Data Parallelism Questions

Hi, I have 2 GPUs running a standard DCGAN model and I have looked at some of the results and they seem a little different from the times I have run the model on a single GPU. I have just a few questions with respect to the GPU parallelism.

  1. What to do with the loss? Can we just throw the loss on a device like such: MSELoss().cuda() and it will work? Why would we want or don’t want to wrap the loss in DataParallel()?

  2. If we wrap the loss in DataParallel() with 2 GPUs we get a loss scalar from each device. Can we just average them to get a scalar to perform backpropagation or there is a better way to handle that?

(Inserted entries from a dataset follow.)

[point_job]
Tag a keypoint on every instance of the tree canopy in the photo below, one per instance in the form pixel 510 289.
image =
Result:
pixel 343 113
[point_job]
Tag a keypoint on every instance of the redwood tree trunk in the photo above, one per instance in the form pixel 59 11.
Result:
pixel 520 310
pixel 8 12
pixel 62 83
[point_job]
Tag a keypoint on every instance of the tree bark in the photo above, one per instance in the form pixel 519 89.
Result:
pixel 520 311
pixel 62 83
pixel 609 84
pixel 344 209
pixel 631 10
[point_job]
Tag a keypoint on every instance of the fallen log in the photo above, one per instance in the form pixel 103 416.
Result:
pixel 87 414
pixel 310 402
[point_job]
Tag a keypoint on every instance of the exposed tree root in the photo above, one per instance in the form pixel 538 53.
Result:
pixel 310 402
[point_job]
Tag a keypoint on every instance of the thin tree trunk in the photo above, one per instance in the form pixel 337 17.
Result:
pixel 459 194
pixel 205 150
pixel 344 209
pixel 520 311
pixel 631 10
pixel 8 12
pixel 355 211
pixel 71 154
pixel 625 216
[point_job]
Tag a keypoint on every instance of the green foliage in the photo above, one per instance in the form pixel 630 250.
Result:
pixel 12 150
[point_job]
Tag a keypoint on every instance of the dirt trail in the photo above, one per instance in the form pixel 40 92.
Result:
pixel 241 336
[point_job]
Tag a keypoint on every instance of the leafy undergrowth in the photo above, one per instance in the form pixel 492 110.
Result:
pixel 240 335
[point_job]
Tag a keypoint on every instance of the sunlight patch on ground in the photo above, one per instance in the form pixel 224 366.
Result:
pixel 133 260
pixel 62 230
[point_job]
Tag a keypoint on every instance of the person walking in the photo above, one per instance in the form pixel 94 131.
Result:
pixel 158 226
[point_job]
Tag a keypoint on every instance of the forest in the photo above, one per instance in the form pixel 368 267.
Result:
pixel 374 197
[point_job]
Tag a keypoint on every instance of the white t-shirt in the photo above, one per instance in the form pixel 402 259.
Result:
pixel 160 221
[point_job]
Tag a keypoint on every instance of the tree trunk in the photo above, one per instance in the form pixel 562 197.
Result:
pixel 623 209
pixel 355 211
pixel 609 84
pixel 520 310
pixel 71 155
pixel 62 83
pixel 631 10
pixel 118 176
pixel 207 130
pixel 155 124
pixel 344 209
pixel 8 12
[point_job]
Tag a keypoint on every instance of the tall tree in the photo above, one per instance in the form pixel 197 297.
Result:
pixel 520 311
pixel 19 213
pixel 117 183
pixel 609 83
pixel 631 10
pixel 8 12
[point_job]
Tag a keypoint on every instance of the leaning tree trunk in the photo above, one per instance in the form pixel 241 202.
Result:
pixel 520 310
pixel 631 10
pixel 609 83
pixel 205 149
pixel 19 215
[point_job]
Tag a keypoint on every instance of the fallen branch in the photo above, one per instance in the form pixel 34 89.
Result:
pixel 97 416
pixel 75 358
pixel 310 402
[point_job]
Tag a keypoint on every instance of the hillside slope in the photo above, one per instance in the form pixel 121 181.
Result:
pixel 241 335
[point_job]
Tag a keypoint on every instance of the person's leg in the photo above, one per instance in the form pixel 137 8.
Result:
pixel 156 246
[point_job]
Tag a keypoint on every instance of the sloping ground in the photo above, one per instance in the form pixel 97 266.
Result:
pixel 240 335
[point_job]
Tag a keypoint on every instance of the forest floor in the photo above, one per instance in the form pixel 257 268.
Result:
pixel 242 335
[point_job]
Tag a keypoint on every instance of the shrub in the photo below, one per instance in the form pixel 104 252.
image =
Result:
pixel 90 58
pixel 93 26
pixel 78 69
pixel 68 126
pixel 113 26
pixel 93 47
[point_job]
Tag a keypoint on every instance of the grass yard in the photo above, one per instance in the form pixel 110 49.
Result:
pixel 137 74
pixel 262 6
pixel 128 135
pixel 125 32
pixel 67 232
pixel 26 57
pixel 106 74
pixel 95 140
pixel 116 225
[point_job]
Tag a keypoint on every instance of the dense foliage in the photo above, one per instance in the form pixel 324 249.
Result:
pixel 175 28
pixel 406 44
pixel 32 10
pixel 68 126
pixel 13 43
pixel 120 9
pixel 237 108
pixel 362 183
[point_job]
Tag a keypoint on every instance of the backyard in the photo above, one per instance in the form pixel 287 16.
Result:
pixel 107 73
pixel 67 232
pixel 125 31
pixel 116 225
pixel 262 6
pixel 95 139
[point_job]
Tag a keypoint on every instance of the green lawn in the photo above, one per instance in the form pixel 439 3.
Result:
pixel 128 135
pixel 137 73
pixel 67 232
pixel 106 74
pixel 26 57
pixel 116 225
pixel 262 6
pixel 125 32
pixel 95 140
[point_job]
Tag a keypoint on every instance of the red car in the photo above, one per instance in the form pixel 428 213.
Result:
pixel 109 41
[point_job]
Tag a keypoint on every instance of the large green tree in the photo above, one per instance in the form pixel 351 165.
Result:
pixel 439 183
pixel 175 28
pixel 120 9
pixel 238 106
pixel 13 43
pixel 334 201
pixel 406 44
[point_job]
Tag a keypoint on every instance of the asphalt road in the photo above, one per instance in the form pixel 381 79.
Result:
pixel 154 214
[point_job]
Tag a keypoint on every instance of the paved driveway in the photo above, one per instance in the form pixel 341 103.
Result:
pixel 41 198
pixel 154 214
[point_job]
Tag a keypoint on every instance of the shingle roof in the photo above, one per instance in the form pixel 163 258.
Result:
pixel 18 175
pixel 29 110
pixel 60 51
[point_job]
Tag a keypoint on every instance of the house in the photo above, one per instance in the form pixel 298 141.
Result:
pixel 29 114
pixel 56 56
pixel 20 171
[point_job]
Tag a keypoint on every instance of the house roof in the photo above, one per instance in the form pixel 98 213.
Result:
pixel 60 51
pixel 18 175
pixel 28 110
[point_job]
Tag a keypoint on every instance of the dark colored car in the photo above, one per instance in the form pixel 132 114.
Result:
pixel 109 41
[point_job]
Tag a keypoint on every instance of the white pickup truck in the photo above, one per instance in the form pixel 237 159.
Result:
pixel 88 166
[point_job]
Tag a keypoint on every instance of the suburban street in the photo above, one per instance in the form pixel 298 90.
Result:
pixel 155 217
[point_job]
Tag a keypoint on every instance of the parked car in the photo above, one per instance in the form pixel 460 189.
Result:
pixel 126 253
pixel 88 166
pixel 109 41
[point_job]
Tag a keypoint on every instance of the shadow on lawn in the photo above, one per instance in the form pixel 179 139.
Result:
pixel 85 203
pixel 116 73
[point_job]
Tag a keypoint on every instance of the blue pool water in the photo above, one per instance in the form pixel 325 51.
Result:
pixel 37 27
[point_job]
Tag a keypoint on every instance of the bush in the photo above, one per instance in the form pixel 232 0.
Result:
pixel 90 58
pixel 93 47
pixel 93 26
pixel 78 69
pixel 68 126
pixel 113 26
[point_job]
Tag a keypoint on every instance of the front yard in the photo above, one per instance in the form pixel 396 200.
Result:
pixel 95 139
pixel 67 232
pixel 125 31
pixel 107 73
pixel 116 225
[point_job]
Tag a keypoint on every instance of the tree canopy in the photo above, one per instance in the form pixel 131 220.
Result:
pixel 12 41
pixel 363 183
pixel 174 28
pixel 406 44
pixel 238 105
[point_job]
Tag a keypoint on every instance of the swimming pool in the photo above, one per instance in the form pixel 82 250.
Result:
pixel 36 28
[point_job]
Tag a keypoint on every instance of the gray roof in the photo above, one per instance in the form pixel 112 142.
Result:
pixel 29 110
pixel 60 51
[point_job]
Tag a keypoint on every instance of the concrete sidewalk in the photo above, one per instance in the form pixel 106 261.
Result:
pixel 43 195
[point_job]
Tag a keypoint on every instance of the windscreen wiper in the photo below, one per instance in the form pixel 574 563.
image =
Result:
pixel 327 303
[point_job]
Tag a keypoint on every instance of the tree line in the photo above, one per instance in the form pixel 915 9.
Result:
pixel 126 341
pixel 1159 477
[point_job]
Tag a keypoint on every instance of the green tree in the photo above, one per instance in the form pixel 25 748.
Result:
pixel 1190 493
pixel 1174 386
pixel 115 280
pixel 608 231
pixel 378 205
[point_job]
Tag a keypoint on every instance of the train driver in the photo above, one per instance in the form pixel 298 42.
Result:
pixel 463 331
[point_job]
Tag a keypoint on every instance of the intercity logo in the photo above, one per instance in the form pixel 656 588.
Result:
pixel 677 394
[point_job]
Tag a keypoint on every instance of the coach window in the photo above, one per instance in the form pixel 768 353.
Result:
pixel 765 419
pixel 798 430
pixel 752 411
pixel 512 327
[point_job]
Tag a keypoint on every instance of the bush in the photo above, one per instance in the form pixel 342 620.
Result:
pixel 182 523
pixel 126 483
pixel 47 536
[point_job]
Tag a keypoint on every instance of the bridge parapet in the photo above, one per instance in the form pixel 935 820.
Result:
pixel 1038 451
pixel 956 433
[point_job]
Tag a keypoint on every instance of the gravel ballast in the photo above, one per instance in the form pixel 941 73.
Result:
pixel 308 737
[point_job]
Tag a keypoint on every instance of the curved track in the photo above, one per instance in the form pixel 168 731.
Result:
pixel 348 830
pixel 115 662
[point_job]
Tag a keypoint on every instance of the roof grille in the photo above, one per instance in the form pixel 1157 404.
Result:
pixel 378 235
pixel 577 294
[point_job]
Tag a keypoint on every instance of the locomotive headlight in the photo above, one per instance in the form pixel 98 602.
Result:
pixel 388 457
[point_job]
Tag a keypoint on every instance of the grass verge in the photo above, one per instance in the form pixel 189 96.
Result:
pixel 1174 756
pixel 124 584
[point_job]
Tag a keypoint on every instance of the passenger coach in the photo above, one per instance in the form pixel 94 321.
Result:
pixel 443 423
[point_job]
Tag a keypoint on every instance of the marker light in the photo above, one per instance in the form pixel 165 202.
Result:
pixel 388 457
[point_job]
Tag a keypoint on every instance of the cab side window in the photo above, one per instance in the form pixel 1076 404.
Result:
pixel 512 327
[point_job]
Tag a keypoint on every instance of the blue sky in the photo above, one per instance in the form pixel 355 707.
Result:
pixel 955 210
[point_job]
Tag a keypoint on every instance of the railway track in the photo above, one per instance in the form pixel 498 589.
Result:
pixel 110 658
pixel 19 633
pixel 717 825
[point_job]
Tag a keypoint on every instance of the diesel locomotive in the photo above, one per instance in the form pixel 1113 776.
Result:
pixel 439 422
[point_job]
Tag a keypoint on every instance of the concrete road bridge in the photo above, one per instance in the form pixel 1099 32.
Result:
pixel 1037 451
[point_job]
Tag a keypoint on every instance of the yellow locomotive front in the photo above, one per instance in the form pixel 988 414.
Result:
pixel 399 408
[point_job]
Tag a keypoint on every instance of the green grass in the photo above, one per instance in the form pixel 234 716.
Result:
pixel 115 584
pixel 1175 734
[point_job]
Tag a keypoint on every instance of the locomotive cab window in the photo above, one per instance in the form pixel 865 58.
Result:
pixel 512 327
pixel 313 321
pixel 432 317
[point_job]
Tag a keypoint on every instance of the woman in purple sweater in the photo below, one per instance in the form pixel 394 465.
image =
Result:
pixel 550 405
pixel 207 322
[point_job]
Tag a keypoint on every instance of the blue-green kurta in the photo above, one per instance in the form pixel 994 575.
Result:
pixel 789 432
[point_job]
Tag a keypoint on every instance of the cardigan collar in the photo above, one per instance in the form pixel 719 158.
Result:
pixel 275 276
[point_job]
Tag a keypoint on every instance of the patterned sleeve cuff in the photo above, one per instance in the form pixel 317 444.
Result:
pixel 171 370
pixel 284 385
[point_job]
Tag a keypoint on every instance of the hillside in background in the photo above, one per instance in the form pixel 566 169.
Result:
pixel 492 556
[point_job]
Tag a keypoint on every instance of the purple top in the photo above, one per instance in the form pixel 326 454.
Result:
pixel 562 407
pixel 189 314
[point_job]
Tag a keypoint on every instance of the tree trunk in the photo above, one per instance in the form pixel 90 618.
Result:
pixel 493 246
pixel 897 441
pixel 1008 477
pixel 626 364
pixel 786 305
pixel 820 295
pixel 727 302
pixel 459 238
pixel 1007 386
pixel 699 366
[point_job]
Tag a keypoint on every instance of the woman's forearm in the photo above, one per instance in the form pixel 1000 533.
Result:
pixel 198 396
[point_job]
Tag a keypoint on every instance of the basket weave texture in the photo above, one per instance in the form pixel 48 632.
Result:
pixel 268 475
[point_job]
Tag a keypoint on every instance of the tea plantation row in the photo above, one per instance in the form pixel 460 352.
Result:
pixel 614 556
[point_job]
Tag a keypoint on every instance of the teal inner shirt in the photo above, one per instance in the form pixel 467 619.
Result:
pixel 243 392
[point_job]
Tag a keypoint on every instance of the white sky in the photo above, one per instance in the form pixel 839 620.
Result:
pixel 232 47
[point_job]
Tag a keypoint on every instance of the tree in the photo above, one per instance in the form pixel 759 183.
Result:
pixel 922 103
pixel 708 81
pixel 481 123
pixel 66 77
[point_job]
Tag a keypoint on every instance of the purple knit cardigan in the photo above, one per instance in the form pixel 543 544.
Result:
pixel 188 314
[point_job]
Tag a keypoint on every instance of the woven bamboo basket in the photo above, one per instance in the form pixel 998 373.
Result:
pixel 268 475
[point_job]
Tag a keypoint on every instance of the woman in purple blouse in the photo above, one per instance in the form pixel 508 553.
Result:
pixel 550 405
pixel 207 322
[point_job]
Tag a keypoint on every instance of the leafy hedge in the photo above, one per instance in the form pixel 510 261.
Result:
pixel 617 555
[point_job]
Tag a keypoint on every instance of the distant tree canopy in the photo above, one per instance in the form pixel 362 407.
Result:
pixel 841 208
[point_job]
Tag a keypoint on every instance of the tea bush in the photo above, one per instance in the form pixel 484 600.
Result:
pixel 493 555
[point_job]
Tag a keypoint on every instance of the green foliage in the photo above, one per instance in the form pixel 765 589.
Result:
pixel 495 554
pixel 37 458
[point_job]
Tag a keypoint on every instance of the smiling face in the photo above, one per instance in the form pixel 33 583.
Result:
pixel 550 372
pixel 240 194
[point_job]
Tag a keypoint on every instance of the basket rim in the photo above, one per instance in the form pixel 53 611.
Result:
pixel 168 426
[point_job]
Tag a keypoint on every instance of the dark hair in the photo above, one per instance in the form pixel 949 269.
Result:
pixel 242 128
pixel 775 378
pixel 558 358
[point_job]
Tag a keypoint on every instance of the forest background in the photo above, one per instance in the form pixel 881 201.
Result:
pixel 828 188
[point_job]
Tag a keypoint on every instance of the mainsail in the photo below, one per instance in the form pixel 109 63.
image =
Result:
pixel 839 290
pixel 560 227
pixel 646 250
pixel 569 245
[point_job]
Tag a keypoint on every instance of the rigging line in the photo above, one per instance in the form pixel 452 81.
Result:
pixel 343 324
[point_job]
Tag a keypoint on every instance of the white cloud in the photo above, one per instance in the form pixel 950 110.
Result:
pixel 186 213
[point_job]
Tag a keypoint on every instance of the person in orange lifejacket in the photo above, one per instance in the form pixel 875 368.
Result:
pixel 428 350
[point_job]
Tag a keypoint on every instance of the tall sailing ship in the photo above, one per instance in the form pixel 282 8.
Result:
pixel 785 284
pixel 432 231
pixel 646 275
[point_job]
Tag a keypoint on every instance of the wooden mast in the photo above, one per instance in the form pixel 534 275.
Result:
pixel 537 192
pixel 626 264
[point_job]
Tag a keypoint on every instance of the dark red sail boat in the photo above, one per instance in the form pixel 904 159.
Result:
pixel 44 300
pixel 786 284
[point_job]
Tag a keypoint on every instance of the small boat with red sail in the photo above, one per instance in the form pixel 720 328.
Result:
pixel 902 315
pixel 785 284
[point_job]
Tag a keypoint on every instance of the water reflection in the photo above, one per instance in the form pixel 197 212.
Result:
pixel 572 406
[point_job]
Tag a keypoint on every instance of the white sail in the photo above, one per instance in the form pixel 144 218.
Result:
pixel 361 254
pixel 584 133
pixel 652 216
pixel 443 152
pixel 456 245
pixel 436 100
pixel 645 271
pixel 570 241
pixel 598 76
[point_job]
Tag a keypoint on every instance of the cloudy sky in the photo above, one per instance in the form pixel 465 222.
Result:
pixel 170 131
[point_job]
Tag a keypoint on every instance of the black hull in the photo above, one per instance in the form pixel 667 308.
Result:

  3. Tutorial here https://pytorch.org/tutorials/beginner/blitz/data_parallel_tutorial.html shows the following usage of .to():

model = Model(input_size, output_size)
if torch.cuda.device_count() > 1:
  print("Let's use", torch.cuda.device_count(), "GPUs!")
  # dim = 0 [30, xxx] -> [10, ...], [10, ...], [10, ...] on 3 GPUs
  model = nn.DataParallel(model)

model.to(device)

However, the documentation (https://pytorch.org/docs/stable/tensors.html#torch.Tensor.to) says: Returns a Tensor with the specified device and (optional) dtype. So does .to() modify the the model or tensor in place, or we have to reassign it back like so: model = model.to(device)?

I have packed 3 questions in 1 post since they all seem highly related to me. Thank you for attention.

UPDATE: Question 3 is answered by looking in the right place over here: https://pytorch.org/docs/stable/nn.html#torch.nn.Module.to. This method modifies the module in-place.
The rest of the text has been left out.